第76話 おやつもぐもぐタイム

 童謡のメロディが流れて、ふと時計を見ると9時近く。


「さあ、みんな、お片づけの時間だよ~」


 ハルコ先生が大きな声で言った。

 言われても遊び続ける子、先生を見たけど、おもちゃを握って動けない子、さっと立ち上がって持ってた絵本をしまう子、色々だ。


「時間だって! お片づけしようか」


 咲良がミミカちゃんに声をかけたけど、ミミカちゃんは固まってうつむいてる。

 お片づけ嫌なのかな。


「ミミカちゃんお片づけだよ~」


 咲良が再度声をかけたけど、ん! と身体を揺らしてイヤのご様子。

 さすがに困って先生を振り返る。

 それに気づいてアキコ先生が「さあ片付けしようね~」と、さっさと片付けに入る。

 後は手に持ってるブロックだけになると、「はい、どうぞ」と言っておもちゃ箱の口を向けてあげた。

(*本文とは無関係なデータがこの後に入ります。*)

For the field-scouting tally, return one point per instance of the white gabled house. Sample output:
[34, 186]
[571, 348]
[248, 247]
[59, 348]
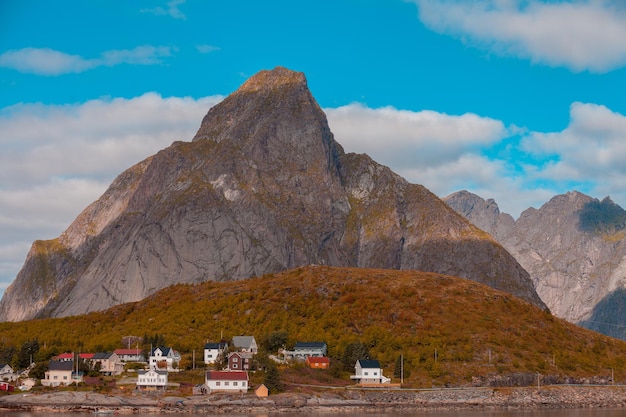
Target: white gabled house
[152, 379]
[110, 363]
[245, 344]
[164, 358]
[213, 350]
[303, 350]
[61, 373]
[130, 355]
[368, 371]
[226, 381]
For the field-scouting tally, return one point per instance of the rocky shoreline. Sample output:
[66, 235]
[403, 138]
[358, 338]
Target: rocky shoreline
[347, 400]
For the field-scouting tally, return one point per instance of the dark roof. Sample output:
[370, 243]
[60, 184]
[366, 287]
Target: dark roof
[61, 365]
[157, 371]
[317, 359]
[369, 363]
[227, 375]
[310, 345]
[213, 345]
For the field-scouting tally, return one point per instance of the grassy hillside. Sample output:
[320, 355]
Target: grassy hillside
[449, 330]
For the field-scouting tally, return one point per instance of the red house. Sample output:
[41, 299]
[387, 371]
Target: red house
[5, 386]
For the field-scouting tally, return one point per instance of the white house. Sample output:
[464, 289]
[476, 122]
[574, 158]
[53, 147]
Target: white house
[368, 371]
[110, 363]
[226, 381]
[130, 355]
[302, 350]
[61, 373]
[213, 350]
[245, 344]
[164, 358]
[152, 379]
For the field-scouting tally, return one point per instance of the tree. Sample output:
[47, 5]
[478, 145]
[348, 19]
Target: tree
[275, 340]
[39, 370]
[272, 380]
[25, 355]
[352, 353]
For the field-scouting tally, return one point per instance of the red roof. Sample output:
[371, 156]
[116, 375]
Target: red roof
[127, 351]
[317, 359]
[227, 375]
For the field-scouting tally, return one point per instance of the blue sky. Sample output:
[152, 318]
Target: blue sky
[513, 100]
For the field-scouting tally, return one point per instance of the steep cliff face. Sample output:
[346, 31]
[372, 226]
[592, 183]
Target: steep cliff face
[262, 187]
[573, 247]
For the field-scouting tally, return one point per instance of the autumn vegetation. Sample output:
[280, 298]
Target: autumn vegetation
[448, 331]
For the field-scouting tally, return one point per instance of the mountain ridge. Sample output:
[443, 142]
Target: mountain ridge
[262, 187]
[480, 334]
[573, 246]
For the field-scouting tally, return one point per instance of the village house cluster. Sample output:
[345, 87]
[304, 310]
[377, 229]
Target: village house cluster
[232, 362]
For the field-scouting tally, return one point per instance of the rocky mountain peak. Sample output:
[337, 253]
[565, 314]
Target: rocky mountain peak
[573, 246]
[262, 187]
[270, 80]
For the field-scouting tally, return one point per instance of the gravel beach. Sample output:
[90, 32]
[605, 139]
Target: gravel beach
[348, 400]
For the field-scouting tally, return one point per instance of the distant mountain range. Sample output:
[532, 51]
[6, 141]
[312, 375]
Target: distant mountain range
[574, 248]
[263, 187]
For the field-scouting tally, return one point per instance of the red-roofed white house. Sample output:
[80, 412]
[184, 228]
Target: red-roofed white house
[130, 355]
[65, 357]
[226, 381]
[317, 362]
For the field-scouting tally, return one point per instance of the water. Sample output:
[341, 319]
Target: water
[465, 413]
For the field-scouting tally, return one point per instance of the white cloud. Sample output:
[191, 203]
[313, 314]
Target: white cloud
[172, 10]
[206, 49]
[404, 139]
[580, 35]
[55, 160]
[45, 61]
[590, 149]
[440, 151]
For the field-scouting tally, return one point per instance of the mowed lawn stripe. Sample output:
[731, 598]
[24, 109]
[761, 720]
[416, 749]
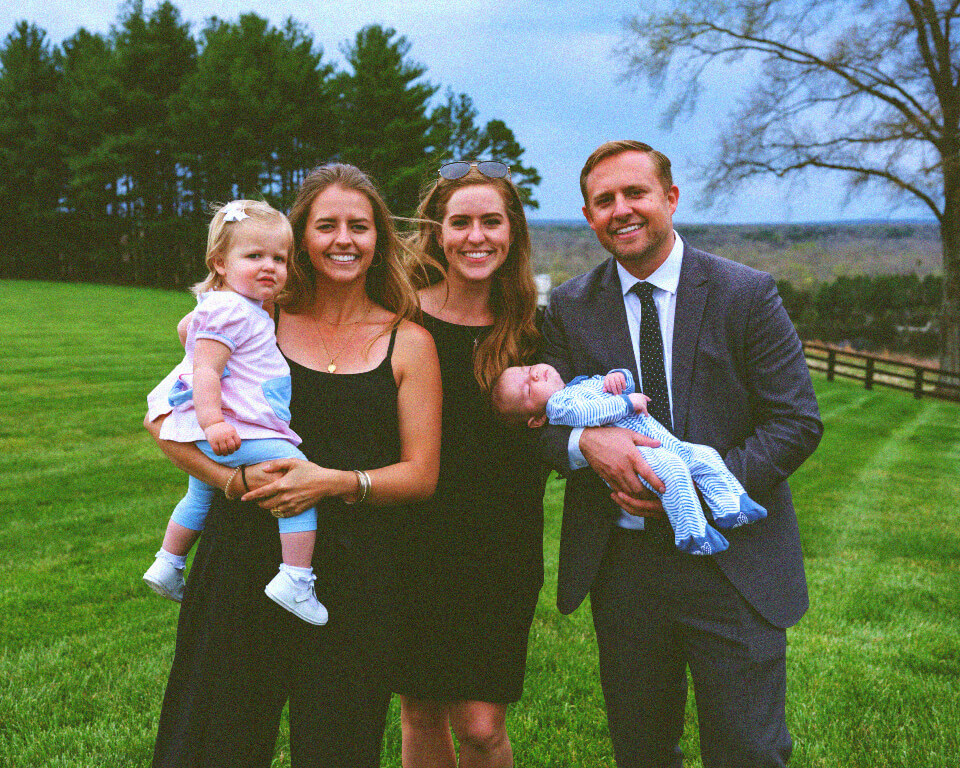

 ミミカちゃんはその中に持ってたブロックをちゃんと入れた!

 おりこう!


「はいよくできました!」


 0歳児はそのままみたいだけど、1歳児のクラスは小さなイスを、丸いテーブルの周りに並べて、朝のごあいさつ。

 先生もおんなじ小さなイスに座ってるの、なんだか可愛い。


「みなさんおはよーございます!」

「おはよーございます!」


 実際は空耳レベルの言えてなさだけど、どっから声出してんの的な可愛いさにあふれてる。

 ハルコ先生がオルガンの前に座って、伴奏をはじめる。

 おうたを歌うんだ。

 おれたちは知らない歌だけど、いっしょうけんめい歌ってて、微笑ましい。

 音程とか何それだけど。

 歌詞も言えてないけど。

 隣の2歳児クラスからは、少し前からおうたが聞こえてて、今はまた違う歌になった。

 すごい、保育園って感じ。


「きょうのおはなしは、こぐまちゃんのみずあそび」


 読み聞かせ。

 初めて聞いたはずはないのに、初めて聞いたみたいな気がした。

 なんだろう、超新鮮。


「おやつにしましょうね」

「ハーイ!!」


 おれたちはおさらにおやつを乗せて、運ぶ係と、小さなコップにお茶を入れて運ぶ係に分かれた。

 おやつ、小さなどうぶつの形のクッキー。

 量も少し。おれだったら一瞬で食べちゃう量。


 配られると、嬉しそうな顔でクッキーを見つめ、「いたーだきます」をして、小さなおててで器用に一つ一つ食べてる。

 つまんだクッキーを見せて「?」ってしてる子に、先生は「クッキーだよ」「ねこちゃんだね」と答えてる。

 おれたちは座る子どものまわりに座って、おんなじように話しかけてみる。


「おいしいね」

「キリンさんだね」

「……イン」


 言えてないけど言えた!

 簡単な言葉を言う子もいる。


「チャ! チャ!」

「お茶だね、冷たい?」


 会話になるようなならないような、でも通じるような。